Jaringan Internet Cepat, Alat Tempur Penting Untuk Freelancer
Ketika memutuskan merantau dan mulai mandiri berpisah dengan mertua, hal penting dan utama yang dilakukan adalah pasang WiFi di rumah. Selain lebih hemat, WiFi dengan jaringan internet cepat bisa bebas melakukan aktivitas digital tanpa khawatir kuota cepat habis.
IndiHome adalah pilihan pertama dari suami, sebab aksesnya sudah terjangkau oleh lingkungan rumah saya. Tanpa ba-bi-bu, selesai pindahan langsung menghubungi customer service untuk segera dipasang layanan internet IndiHome.
Jaringan internet cepat dari Telkom Indonesia ini punya ragam pilihan paket internet. Ada paket internet cepat unlimited mulai dari 20 Mbps hingga 300 Mbps. Kebutuhannya bisa disesuaikan, ingin menambahkan fitur phone, TV, Entertainment, movies, gamer, dan lainnya.
Kalau saya memilih jaringan internet cepat dengan berlanggan IndiHome paket 2P digital channel dengan biaya 275.000/bulan. Sesuai dengan kebutuhan, untuk saya bekerja dari rumah, tambahan hiburan dari streaming YouTube dan Film untuk keluarga.

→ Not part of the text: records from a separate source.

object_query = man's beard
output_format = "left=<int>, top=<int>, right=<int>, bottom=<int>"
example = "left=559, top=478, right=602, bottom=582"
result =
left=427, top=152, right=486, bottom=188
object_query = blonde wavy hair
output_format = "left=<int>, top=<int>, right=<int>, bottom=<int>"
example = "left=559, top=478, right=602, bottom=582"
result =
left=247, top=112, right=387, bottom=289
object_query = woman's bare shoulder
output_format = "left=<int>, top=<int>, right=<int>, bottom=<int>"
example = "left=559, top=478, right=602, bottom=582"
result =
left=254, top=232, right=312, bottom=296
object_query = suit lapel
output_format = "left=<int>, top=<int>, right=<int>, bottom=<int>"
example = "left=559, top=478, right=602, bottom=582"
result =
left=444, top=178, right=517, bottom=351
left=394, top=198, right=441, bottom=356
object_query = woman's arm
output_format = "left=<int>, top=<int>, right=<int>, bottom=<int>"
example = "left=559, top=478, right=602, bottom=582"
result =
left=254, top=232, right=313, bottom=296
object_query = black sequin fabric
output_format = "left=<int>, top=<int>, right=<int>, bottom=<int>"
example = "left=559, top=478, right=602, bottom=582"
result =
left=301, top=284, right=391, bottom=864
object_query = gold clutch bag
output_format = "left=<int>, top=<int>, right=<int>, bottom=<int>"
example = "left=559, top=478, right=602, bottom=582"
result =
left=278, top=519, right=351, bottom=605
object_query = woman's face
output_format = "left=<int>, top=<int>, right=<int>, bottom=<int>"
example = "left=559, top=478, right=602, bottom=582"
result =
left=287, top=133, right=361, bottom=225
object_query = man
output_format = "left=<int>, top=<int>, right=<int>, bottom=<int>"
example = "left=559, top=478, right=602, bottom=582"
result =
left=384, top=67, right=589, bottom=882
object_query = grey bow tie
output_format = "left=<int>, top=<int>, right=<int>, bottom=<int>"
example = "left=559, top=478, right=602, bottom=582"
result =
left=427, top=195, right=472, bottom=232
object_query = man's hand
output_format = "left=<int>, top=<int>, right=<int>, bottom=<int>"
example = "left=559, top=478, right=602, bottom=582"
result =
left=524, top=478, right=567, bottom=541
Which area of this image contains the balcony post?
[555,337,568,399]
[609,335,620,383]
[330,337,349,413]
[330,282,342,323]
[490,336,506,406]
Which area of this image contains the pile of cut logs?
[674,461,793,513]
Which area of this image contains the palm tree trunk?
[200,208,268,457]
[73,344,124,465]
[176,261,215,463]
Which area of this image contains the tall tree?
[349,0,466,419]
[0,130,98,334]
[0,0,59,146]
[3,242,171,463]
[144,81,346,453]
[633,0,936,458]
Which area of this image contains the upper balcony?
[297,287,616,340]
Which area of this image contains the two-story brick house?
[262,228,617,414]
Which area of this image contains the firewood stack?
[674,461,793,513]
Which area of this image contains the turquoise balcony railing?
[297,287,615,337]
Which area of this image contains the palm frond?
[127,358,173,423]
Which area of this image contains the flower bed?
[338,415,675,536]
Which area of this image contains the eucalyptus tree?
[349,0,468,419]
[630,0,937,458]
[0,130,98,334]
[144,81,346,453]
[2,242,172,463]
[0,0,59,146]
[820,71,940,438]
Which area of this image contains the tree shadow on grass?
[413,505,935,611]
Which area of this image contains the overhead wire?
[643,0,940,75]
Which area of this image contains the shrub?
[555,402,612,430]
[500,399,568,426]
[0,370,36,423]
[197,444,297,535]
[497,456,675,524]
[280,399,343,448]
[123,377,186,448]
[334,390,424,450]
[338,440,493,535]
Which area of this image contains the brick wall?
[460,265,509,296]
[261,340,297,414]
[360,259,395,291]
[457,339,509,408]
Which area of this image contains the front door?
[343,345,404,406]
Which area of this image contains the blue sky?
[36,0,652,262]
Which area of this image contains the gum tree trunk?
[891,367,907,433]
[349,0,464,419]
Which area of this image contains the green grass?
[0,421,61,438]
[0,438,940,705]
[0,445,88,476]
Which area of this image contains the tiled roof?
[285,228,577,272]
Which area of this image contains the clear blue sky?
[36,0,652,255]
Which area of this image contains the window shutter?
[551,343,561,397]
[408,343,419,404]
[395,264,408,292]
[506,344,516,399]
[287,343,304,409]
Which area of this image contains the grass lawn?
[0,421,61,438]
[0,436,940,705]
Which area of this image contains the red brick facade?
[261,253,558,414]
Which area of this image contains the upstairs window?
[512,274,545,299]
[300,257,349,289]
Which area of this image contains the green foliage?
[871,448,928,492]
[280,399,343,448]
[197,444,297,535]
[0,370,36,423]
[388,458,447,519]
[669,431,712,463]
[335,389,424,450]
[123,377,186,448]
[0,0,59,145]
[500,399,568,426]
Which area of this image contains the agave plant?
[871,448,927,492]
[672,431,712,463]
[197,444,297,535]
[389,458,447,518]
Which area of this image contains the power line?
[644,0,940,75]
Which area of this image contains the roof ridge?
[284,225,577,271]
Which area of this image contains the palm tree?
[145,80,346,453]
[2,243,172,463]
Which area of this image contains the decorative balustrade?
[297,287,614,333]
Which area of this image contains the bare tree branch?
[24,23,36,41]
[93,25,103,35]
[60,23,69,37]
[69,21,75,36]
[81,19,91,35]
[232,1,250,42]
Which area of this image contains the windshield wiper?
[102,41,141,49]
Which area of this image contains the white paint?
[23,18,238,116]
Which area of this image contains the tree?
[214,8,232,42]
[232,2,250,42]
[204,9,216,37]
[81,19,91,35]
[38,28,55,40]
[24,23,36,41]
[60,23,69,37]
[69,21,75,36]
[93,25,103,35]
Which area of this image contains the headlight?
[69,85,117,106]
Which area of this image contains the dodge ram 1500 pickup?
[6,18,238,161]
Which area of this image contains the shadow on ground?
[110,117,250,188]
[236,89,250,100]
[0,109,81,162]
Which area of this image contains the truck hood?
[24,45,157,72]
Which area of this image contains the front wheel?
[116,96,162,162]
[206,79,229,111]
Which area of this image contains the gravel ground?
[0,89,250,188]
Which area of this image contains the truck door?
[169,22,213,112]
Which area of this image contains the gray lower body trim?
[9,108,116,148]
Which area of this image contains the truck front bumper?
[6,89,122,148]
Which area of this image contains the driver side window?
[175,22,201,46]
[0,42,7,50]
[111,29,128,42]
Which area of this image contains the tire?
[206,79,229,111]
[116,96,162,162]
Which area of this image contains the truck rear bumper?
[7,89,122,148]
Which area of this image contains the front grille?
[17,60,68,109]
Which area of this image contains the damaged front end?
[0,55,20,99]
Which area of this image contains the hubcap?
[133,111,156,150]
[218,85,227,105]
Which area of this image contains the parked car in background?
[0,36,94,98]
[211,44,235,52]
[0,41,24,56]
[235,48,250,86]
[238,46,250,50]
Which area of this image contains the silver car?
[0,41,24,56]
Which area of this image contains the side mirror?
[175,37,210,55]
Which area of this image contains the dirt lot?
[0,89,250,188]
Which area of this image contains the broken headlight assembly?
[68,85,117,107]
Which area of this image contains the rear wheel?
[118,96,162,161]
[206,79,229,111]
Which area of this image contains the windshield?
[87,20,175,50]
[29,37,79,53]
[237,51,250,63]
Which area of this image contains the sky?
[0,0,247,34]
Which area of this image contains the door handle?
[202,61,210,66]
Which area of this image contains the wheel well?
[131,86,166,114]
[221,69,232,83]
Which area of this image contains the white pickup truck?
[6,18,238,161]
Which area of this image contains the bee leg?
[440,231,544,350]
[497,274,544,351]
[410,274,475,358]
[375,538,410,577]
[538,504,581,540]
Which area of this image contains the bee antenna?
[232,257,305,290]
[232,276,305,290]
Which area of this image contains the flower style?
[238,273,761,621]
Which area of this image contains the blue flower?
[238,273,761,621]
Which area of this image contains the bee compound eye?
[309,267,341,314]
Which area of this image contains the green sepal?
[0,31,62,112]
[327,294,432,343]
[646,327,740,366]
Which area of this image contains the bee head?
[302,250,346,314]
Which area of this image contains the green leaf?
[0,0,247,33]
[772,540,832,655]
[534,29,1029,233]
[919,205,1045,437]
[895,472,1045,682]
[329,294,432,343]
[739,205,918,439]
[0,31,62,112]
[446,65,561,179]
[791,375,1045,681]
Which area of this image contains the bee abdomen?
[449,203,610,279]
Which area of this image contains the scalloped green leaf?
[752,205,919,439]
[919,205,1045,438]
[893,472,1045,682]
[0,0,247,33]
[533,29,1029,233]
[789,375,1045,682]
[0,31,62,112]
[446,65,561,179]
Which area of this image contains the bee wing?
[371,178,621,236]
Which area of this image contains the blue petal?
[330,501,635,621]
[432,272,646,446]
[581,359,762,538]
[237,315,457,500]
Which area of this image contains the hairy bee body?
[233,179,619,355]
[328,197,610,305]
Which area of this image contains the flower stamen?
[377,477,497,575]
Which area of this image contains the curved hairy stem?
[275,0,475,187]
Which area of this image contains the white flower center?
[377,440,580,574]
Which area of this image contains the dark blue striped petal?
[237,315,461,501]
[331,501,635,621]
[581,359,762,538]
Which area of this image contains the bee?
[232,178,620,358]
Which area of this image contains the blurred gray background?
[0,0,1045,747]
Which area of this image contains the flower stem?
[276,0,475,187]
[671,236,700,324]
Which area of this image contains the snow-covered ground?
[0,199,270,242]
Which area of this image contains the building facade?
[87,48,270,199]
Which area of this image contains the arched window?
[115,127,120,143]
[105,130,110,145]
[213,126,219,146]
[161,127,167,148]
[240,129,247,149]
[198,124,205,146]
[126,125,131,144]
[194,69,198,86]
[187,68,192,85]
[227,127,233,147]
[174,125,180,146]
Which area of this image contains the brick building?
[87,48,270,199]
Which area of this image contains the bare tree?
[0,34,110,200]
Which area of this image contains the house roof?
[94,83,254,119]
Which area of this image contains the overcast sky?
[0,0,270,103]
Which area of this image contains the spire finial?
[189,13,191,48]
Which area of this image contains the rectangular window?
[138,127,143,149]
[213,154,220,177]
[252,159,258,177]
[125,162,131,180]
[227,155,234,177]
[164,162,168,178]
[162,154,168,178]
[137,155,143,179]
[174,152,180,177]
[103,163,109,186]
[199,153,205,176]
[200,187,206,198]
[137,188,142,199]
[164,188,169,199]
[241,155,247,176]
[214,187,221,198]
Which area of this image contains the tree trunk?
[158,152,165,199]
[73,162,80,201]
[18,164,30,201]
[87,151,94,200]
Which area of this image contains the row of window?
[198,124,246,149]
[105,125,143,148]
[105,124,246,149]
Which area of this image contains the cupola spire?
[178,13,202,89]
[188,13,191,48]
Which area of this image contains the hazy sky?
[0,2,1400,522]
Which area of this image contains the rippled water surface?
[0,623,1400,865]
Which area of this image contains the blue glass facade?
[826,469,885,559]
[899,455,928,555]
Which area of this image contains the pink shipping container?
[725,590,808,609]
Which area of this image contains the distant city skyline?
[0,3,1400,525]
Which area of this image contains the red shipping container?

Alhamdulillah, kalau dihitung-hitung sih penghasilan sebagai freelancer lebih besar dibandingkan saat bekerja dengan gaji UMR Jogja. Setelah punya anak pun, saya masih tetap bisa produktif bekerja dengan membagi waktu jam kerja, menyiapkan kebutuhan keluarga, dan bermain bersama anak.
Apakah pengalaman tidak mengenakkan sebelumnya membuat saya trauma untuk bekerja kantoran lagi? Tentunya tidak, tapi lebih pilih-pilih dan menggali informasi terlebih dahulu apakah kantor tujuan sudah aware dengan isu kesehatan mental atau belum.
Semoga pengalaman ini bisa jadi pelajaran untuk teman-teman yaa untuk sadar dengan isu kesehatan mental. Soalnya, banyak juga yang tetap bertahan karena sulitnya mendapatkan pekerjaan. Yuk, bangun kesehatan mental di lingkungan kerja kalian juga supaya bisa memancarkan aura positif!